Two on the Trail: A Story of the Far Northwest

Chapter 13

Chapter 134,250 wordsPublic domain

Meanwhile the wound momentarily changed. The arm began to swell and darken; and Garth knew there was no time to lose. He made one attempt to proceed, kneading the flesh of the arm very gently to explore the broken ends of the bone--but Natalie's piteous cry of pain completely unmanned him. He desisted, shaking like a leaf, and sick with compassion; and he knew he would never be able to do it.

What seemed like an age passed; though it was no more than a few minutes. He was bending over her, doing what little he could to ease her pain; and with knotted brows rapidly considering, and rejecting, one after another, the desperate expedients that suggested themselves. Suddenly looking up he perceived among the trees, at the distance of a few paces, Rina standing. Hot anger instantly welled up in his breast, and made a red blur before his eyes. Rina's sex was no protection to her then. He picked up his gun.

Observing the action, Rina mutely spread her hands, palms outward. Her entire aspect had changed; the storm of passion had passed; and she stood contrite and sullen. It was impossible for the blindest passion to shoot at a figure in such an attitude. Garth lowered his gun; but he still kept it across his knees, and his face did not relax. The woman was loathsome to him.

"What do you want?" he demanded coldly.

Rina came a little closer. "I sorry," she said sulkily--like a child unwillingly confessing a fault. "I t'ink I go looney for a while. I not hear right. I t'ink she try to tak' my 'osban' from me!"

Garth glanced at the suffering Natalie with contracted brows. "That's all very well!" he said bitterly. "But it can't undo what's done!"
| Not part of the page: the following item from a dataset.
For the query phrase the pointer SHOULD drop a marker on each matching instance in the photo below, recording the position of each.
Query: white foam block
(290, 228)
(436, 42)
"I can mak' her well, maybe," said Rina, still affecting indifference. "I know what to do. My mot'er, she teach me. If you let me look at her, I tell you."

A wild hope sprang up in Garth's breast. If the girl were only able to help Natalie, his hate of her could very well content itself a while. But dare he trust her? With keen, hard eyes he sought to read her face. Her own eyes avoided his; and she made a picture of savage indifference; but as he looked he saw two great tears roll down her cheeks. In his desperate situation it was well worth the risk.

Raising his gun, he said coldly: "You may look at her. If you try to injure her, I will send a bullet through your head."

Receiving the permission, Rina came forward, careless of the threatening gun; and dropped to her knees beside Natalie. She examined the wound on both sides; and felt of the fracture with delicate fingers. To judge of the normal position of the bones, she manipulated her own arm. Garth never took his eyes from her; but she was tenderer with the patient than he could have been.

Finally she raised a mask-like face to Garth. "I can fix it," she said. "If you let me."

Whatever her private feelings were, she had a confident air, that could not but convey some assurance to him. He nodded silently; after what he had suffered, he scarcely dared believe in such good fortune.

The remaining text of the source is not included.